В первый раз я точно знала, что мальчик. А тут я девочку себе распланировала. Пузо растет, а у меня одна бабья радость: копейку заработаю – и в «Детский мир». Носочки… распашоночки… ползуночки… Все советское, тупое, грубое. А я росла дворовой девчонкой, на заборах висела… Родителей ведь сначала в город Волжск под чужой фамилией поселили. Я только в десять лет свое настоящее имя узнала. Родителей рассекретили, и мамина сестра прислала первую посылку. Там и кукла была.

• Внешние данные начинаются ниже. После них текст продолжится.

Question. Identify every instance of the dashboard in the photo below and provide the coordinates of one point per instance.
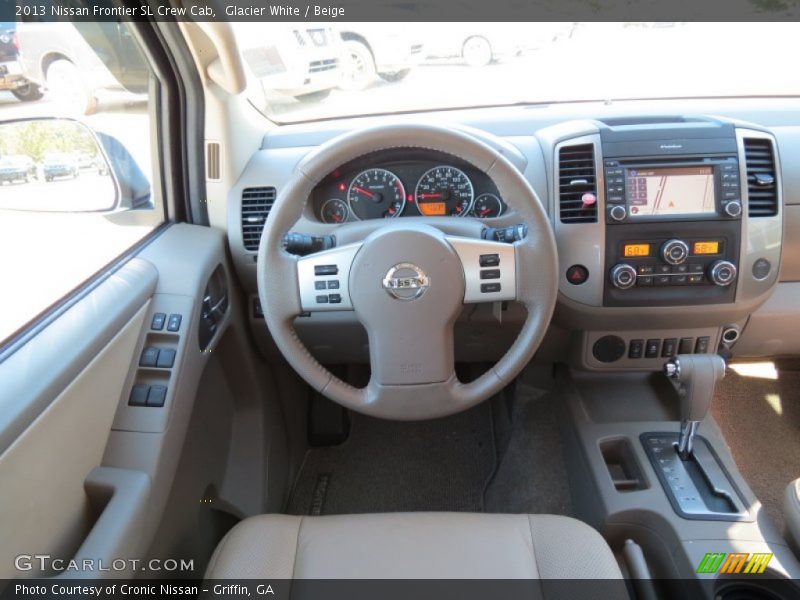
(676, 231)
(406, 183)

А я их терпеть не могла, я и девочкой не хотела быть. Ревела, когда меня в юбку заталкивали. А когда грудь начала расти, я чуть не повесилась. – Айрин расправила плечи, большая бабья грудь шевельнулась от шеи до пояса.
Женя смотрела на нее с тонкой завистью: у человека была биография… Да и по Айрин видно было, что она знает о своей значительности.
– Девочка родилась красавицей – с первой минуты. Ничего новорожденного, никакой слизки, красноты, шершавости. Глаза синие, волосы черные, длинные. Это – от автослесаря. Черты лица – вылитая я. Мой нос, подбородок, овал лица…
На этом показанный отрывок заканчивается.